Extent of Heartland Breach Unknown; Probes Multiply

Fallout from the data breach it announced last month will probably pose the biggest challenge of the year for Heartland Payment Systems Inc.

The Princeton, N.J., processor said Tuesday that its costs related to the incident will be significant, though it still cannot estimate how many consumer accounts were compromised. It said that it expects to lose some customers.

Robert Carr, Heartland's chairman and chief executive, said the company has been named in numerous lawsuits and investigations by regulators.

"We are the subject of several governmental investigations and inquiries, including a new formal inquiry by the [Securities and Exchange Commission] and the related investigation by the Department of Justice, an inquiry by the [Office of the Comptroller of the Currency], and an inquiry by the" Federal Trade Commission, he said during a conference call with analysts. "We believe we have meritorious defenses to the claims asserted against us."

Heartland has said its systems were in compliance with Payment Card Industry data security standards and therefore should not be held responsible for the breach.
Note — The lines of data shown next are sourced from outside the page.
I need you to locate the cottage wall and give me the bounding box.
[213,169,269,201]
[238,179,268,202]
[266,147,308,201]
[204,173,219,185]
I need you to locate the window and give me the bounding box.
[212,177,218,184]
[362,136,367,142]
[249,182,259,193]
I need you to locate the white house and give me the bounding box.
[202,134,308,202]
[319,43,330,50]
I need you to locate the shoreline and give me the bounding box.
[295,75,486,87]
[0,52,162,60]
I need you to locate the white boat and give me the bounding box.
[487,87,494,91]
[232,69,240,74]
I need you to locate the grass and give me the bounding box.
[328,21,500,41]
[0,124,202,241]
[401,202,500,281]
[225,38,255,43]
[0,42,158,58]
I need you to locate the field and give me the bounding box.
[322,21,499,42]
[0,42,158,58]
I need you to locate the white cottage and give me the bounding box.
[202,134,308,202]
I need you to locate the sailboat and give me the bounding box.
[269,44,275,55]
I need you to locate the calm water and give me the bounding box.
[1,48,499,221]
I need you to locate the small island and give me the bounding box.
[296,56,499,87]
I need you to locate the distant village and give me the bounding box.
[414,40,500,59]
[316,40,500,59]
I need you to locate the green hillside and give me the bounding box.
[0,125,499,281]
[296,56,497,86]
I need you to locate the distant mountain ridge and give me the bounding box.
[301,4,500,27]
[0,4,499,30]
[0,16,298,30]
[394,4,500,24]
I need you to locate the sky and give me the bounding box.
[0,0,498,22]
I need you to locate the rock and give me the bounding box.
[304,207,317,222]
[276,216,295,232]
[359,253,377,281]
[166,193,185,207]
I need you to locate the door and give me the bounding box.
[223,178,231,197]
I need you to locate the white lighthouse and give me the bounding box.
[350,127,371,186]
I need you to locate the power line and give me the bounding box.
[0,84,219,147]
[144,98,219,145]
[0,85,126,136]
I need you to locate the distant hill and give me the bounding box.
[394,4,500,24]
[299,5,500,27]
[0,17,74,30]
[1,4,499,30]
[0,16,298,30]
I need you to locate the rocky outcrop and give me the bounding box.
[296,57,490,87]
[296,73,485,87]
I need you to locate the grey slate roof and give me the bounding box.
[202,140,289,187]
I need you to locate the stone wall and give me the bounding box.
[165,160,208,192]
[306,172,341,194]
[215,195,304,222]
The company said last month that it had discovered a malicious program installed in its systems.

Robert Baldwin, Heartland's president and chief financial officer, said the company still cannot estimate how long the program ran, how many card accounts may have been affected, or how much the company will have to spend handling the incident.
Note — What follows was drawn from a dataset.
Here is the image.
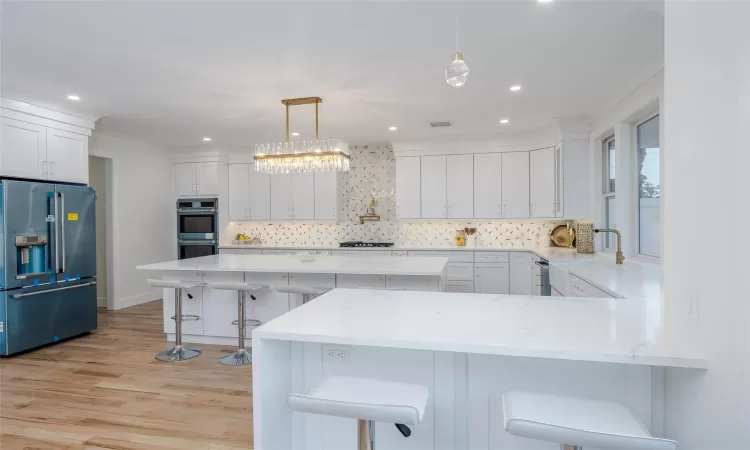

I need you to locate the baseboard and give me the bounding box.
[114,291,162,310]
Though Heartland expects breach-related costs to be "material," the processor has the ability to absorb significant costs, Mr. Baldwin said.
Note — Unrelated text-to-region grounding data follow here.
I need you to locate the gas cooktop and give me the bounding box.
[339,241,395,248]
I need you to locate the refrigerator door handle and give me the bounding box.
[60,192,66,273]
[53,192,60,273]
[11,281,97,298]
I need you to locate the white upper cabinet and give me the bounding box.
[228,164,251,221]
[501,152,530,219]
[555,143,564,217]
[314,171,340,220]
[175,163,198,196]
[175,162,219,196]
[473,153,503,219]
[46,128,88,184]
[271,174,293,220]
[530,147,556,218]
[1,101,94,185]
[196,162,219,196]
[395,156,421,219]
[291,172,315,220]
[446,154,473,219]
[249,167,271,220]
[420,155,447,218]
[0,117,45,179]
Mr. Carr said he expects competitors to use the incident to poach his customers "and some will succeed."

Still, he said, Heartland's sales performance since the breach has been encouraging. Since disclosing the breach Jan. 20, "our merchant attrition has actually been a hair better than in the same period of 2008," he said.

Investigators have been unable to determine how long the malicious software ran on Heartland's server, though they now believe it became inactive sometime last year, Mr. Carr said.

"It seems clear that the malware was not active at all times during those periods and was probably not capturing information from 100% of transactions flowing through the system even when active — or exporting all the captured information to the criminals," Mr. Carr said.

Heartland is moving to encrypt card data throughout its network, he said, and it is pushing others in the payments industry to follow suit. "What the breach makes clear is the fact that the card brands need to move to an entirely new level of data security, one that doesn't rely on the success of protective walls to protect our data," he said. "Encryption of data in motion appears to be an important next step."

Despite the fourth-quarter economic slowdown, Heartland reported revenue of $100.1 million, up 31.3% from the year earlier. And net income grew 18%, to $8 million, or 21 cents per share.

Earnings for the full year were $1.08 per share, up 20%.

The company said it expects revenue to rise this year by 12% to 16%, to $430 million to $445 million, and earnings of $1.14 to $1.22 per share, excluding any losses or expenses from the breach.

Jacob Jegher, a senior analyst at Celent, the financial research arm of Marsh & McLennan Cos., said that Heartland's efforts to promote wider use of encryption could lead to PCI rules requiring end-to-end encryption of card data on all networks.

"From now on, everyone has to be encrypted from point to point," he said. "If you can't do that, you shouldn't be in business today."